The July 2015 ProPublica publication of surgeon outcomes for 8 procedures13 illustrates a report card that may have benefited from more systematic, external peer review. Notwithstanding ProPublica's interesting past work in investigative journalism, its surgeon report card led the organization into unfamiliar territory, the science of provider profiling, a highly specialized area in which it had little prior experience. ProPublica developed a new and idiosyncratic surgeon performance measure, deemed it acceptable based on feedback from reviewers they selected, and then published their ratings of nearly 17,000 surgeons, some of whom were individually discussed in an accompanying “Making the Cut” article. A critique published by the RAND Corporation identified serious shortcomings in ProPublica's scientific methodology, such as problematic construct validity (eg, ProPublica's “Adjusted Complication Rates,” which exclude in-hospital complications and those not resulting in readmission, are not actually complication rates by any conventional understanding of that term); masking of between-hospital performance differences; inadequate risk adjustment (eg, the risk model coefficient for their generic comorbidity score is zero, indicating it has no effect in their model); inaccurate attribution of procedures to the appropriate surgeons (eg, in some instances to nonsurgeons or surgeons in the wrong specialties); and failure to calculate or require minimum levels of measurement reliability, thereby leading to potentially high rates of performance misclassification due to chance.14 It is also unclear whether quality and safety experts whose endorsements are cited by ProPublica actually conducted detailed reviews of their specific report card methodology, or rather were simply lending their general support to a new transparency initiative. Conversely, 2 coauthors of this Surgical Perspective (DMS, PJP) did convey serious concerns to ProPublica staff about their methodologies well in advance of the Scorecard's publication, but these issues were not resolved. We do not know how many other experts made similar comments or suggestions, and how these were addressed by ProPublica.

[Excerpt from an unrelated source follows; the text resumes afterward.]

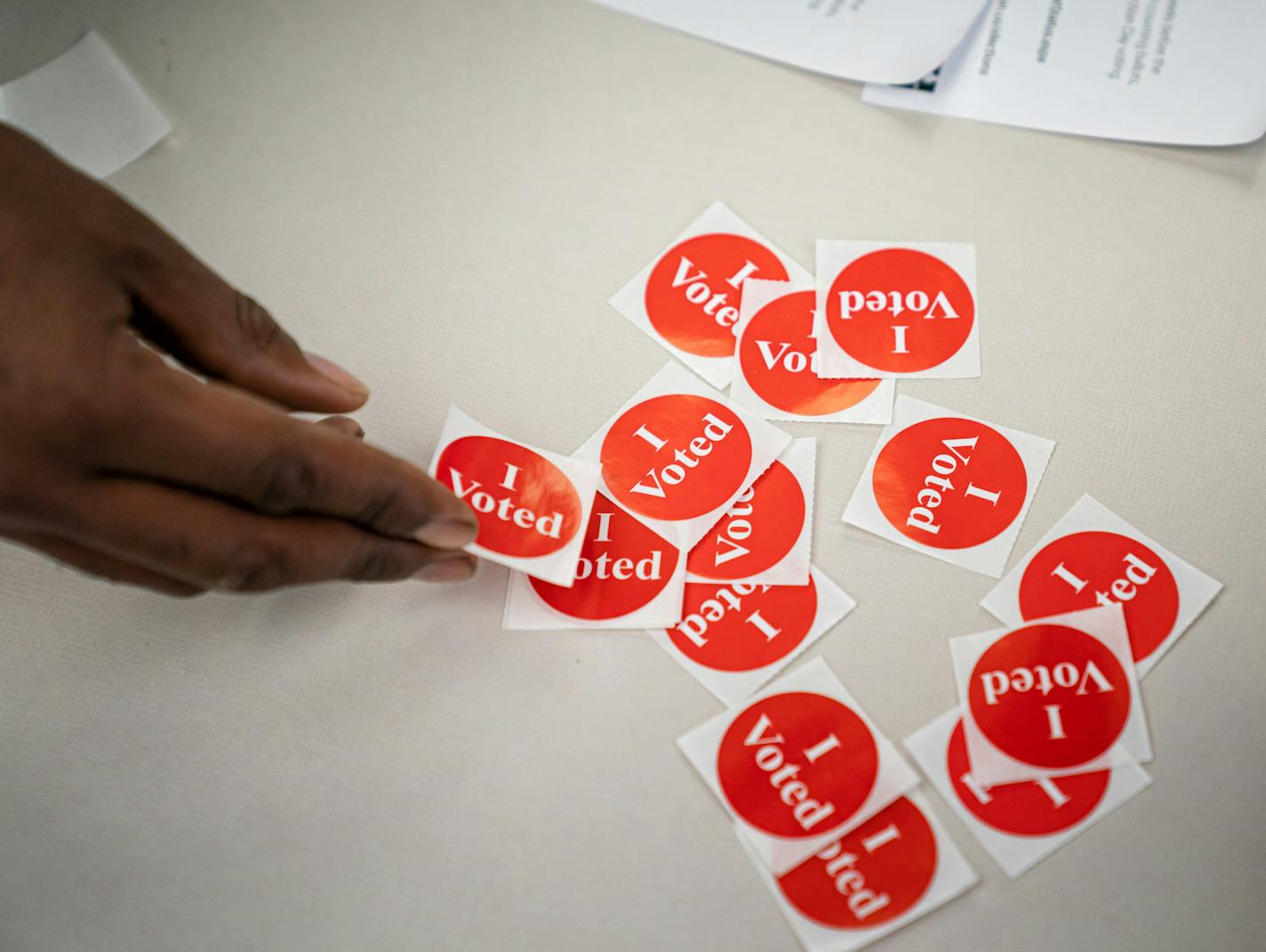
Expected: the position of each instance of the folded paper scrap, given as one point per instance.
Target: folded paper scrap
(85, 107)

Back to Top | Article Outline


A century ago, describing hospital performance reports, EA Codman presciently observed: “… they are not used by anybody … they are too inaccurate and too diverse in plan and method of classification to be of service either for comparison one with another, or for large statistics made by adding them one to another.” Despite substantial progress in performance measurement, there are still few widely accepted standards, and the current mélange of unvalidated, inconsistent methodologies undermines rather than advances the goals of responsible public reporting.

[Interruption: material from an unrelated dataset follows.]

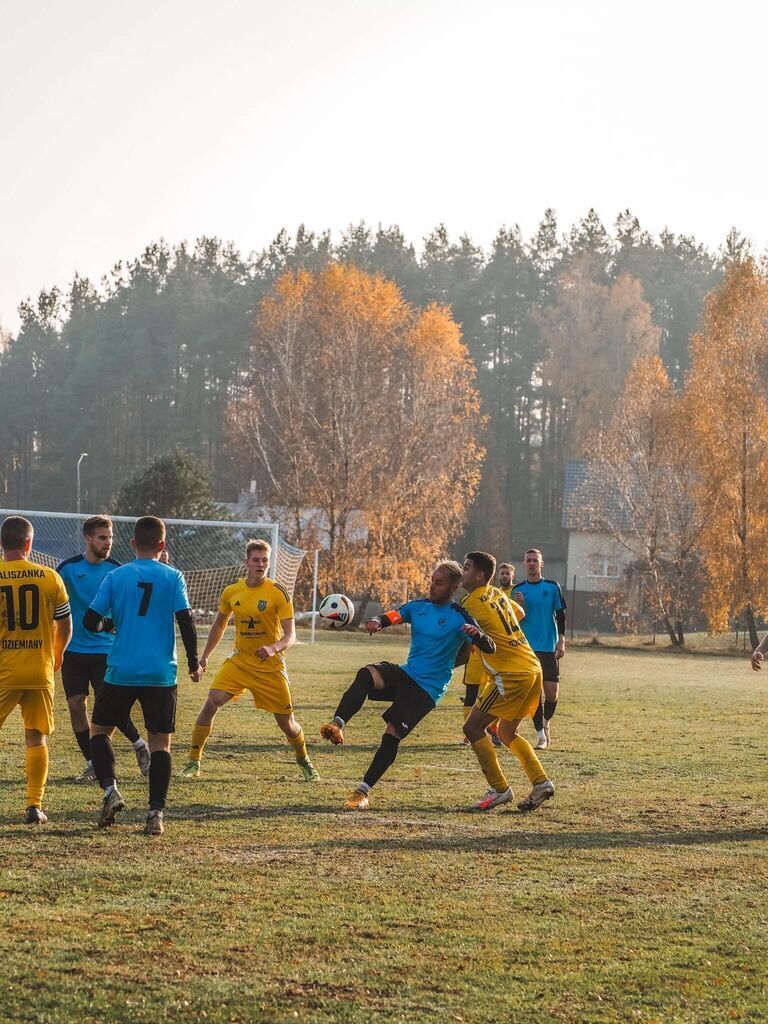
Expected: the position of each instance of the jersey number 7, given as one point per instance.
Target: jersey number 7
(145, 597)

We must promote development of the most scientifically credible performance measures and encourage their preferential use by the public. Several approaches may help. First, there is a role for nationally recognized measurement standards similar to those in the financial industry (eg, the Financial Accounting Standards Board). Second, professional societies and other responsible developers must accelerate their production of valid performance measures based on the best data and methodologies, thereby filling measure gaps which might otherwise be populated by flawed measures. Third, whether or not they are published in peer-reviewed journals, all high-stakes performance measures should be fully transparent and subjected to systematic, external review before they are made public. Methodological errors could then be identified and corrected before, rather than after, patients and other stakeholders have acted upon faulty information, and before the reputations of providers have been unfairly enhanced or impugned. If external review is not conducted through the more traditional pathway of scientific publication, then alternative, centralized, peer-review entities could be established, much like central IRBs for research trials. Finally, submission of measures for consideration by the National Quality Forum, a multistakeholder private–public partnership, provides an exceptional opportunity for rigorous measure vetting and external endorsement.

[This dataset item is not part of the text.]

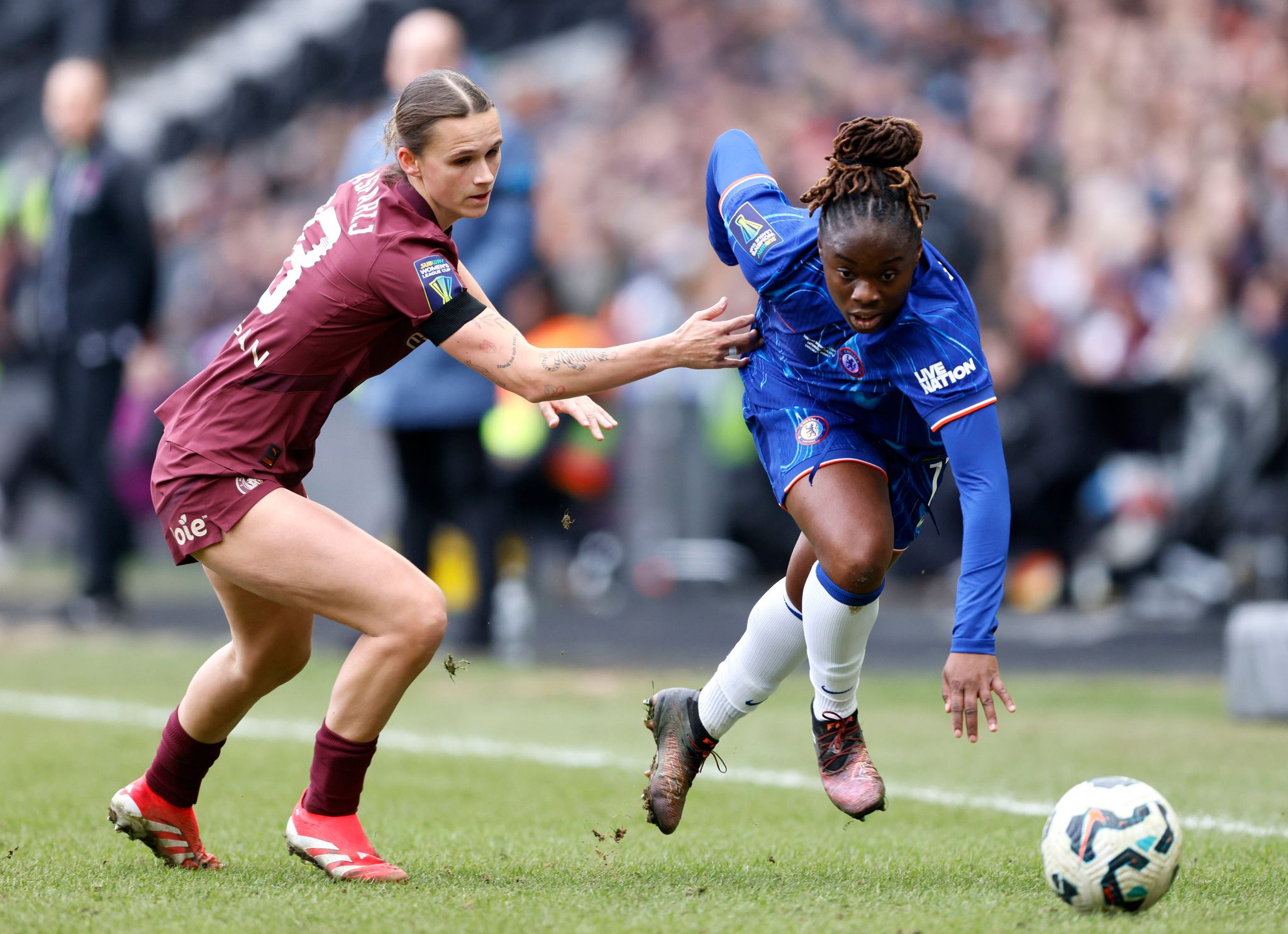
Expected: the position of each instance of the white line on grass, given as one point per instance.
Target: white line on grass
(125, 714)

Governmental agencies and professional organizations can play significant roles. The Centers for Medicare and Medicaid Services, the Agency for Healthcare Research and Quality, the Centers for Disease Control and Prevention, and the Food and Drug Administration all have expertise in health care quality and outcomes measurement and could collaborate to develop and disseminate appropriate standards. Measures not adhering to such standards would be viewed less favorably and their use would be discouraged. The American Heart Association promulgated standards for statistical models used for public reporting of health outcomes almost a decade ago,15 and recommended standards for public reporting have been published by the Surgical Quality Alliance16 and the American College of Cardiology Foundation.17

Back to Top | Article Outline


Patients and providers deserve valid and transparent performance measures, and hospitals and doctors should be accountable for the care they provide. Flawed measures, however, are not only meaningless but may actually harm patients, providers, and other stakeholders. The measurement enterprise must be held to the same high standards that we appropriately expect of health care providers.

Back to Top | Article Outline


1. Shahian DM, Edwards FH, Jacobs JP, et al. Public reporting of cardiac surgery performance: Part 1—history, rationale, consequences. Ann Thorac Surg 2011; 92:S2–S11.
2. Shahian DM, Edwards FH, Jacobs JP, et al. Public reporting of cardiac surgery performance: Part 2—implementation. Ann Thorac Surg 2011; 92:S12–S23.
3. Donabedian A. Evaluating the quality of medical care. Milbank Mem Fund Q 1966; 44:166–206.
4. Normand S-LT, Shahian DM. Statistical and clinical aspects of hospital outcomes profiling. Statist Sci 2007; 22:206–226.
5. HANYS’ Report on Report Cards. Understanding publicly reported hospital quality measures. Available at: 2013. Accessed August 1, 2015.
6. Austin JM, Jha AK, Romano PS, et al. National hospital ratings systems share few common scores and may generate confusion instead of clarity. Health Aff (Millwood) 2015; 34:423–430.
7. Leonardi MJ, McGory ML, Ko CY. Publicly available hospital comparison web sites: determination of useful, valid, and appropriate information for comparing surgical quality. Arch Surg 2007; 142:863–868.
8. Berenson RA, Pronovost PJ, Krumholz HM. Achieving the Potential of Health Care Performance Measures. Robert Wood Johnson Foundation and Urban Institute. Available at: 2013. Accessed February 5, 2014.
9. Friedberg MW, Damberg CL. A five-point checklist to help performance reports incentivize improvement and effectively guide patients. Health Aff (Millwood) 2012; 31:612–618.
10. Rothberg MB, Morsi E, Benjamin EM, et al. Choosing the best hospital: the limitations of public quality reporting. Health Aff (Millwood) 2008; 27:1680–1687.
11. Rothberg MB, Benjamin EM, Lindenauer PK. Public reporting of hospital quality: recommendations to benefit patients and hospitals. J Hosp Med 2009; 4:541–545.
12. Rosenbaum L. Scoring no goal—further adventures in transparency. N Engl J Med 2015; 373:1385–1388.
13. Wei S, Pierce O, Marshall A. ProPublica surgeon scorecard. Available at: 2015. Accessed September 23, 2015.
14. Friedberg MW, Pronovost PJ, Shahian DM, et al. A methodological critique of the ProPublica Surgeon Scorecard. Santa Monica, CA: RAND Corporation. Available at: 2015. Accessed September 25, 2015.
15. Krumholz HM, Brindis RG, Brush JE, et al. Standards for statistical models used for public reporting of health outcomes: an American Heart Association Scientific Statement from the Quality of Care and Outcomes Research Interdisciplinary Writing Group: cosponsored by the Council on Epidemiology and Prevention and the Stroke Council. Endorsed by the American College of Cardiology Foundation. Circulation 2006; 113:456–462.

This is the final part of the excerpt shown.